At most, alternative-energy sources will be given only modest gestures of support, including extension of tax incentives for solar and geothermal-energy investments. The conservation measures that survived the White House triage are even more modest. Most likely to be included are tax breaks for builders of energy-efficient homes and office buildings and energy-efficiency labeling requirements for products.
Even many Administration officials concede that any serious effort to cut oil consumption would have to be built around an increased gas tax. But the President, a former Texas oilman, won't hear of it. The White House fears that higher gas prices could put downward pressure on an economy already in recession. Bush is also mindful of the potential cost to his popularity. He remembers all too vividly how his standing in the polls plunged during the federal budget fight last autumn, when he mishandled the budget deal that resulted in a nickel-a-gallon gas-tax increase.
Congressional Democrats are blaming Bush for a failure of leadership. "The President could call for a 10 cents- or 15 cents-per-gal. tax on gasoline, and the American people would back him all the way," says Michigan Democrat John Dingell, chairman of the House Energy and Commerce Committee. "He could call it a tax to support our war effort, and it would rally the nation."
But given American resistance to new taxes, Democrats may simply be asking the President to walk the plank ahead of them. Republican pollster Robert Teeter has provided the White House with data showing that a gas tax is especially unpopular with so-called Reagan Democrats, the blue-collar swing voters whom Bush needs for re-election in 1992. "Cheap fuel is part of our standard of living," says oil expert Robert Bradley of the Cato Institute, a Washington-based think tank. "You can force Americans to drive small, unsafe cars, pay $5 per gallon for gas, and force the poor to abandon their automobiles. But Americans don't want that."

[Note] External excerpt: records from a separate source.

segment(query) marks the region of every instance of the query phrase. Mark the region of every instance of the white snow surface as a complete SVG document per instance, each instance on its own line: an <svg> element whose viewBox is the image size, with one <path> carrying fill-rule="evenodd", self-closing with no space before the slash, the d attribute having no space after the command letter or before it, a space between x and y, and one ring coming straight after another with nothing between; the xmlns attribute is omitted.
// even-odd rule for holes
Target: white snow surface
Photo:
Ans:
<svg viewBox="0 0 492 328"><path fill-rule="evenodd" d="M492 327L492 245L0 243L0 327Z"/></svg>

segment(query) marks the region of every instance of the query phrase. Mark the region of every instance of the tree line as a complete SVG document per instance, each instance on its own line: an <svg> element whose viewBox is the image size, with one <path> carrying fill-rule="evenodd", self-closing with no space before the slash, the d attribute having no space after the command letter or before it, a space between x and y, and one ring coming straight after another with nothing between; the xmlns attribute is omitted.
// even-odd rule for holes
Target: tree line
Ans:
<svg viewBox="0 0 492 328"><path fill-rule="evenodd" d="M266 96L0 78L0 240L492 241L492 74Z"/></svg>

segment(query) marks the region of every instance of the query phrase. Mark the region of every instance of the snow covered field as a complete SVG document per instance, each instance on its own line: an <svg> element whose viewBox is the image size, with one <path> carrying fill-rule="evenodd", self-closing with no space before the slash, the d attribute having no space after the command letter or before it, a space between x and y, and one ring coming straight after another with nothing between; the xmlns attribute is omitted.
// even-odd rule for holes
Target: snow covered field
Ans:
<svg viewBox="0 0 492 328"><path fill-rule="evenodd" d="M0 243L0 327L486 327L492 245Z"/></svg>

Legislative strategy is another reason why conservation measures were neglected in the plan. The President's proposals are merely a first move in what is sure to be a lengthy tug-of-war with Congress. Sununu and Darman were concerned that the opening bid not be too generous. That's the mistake they feel Bush made in his initial version of last year's Clean Air Act, which gave Congress the chance to make the law significantly tougher and more expensive during a year of negotiations.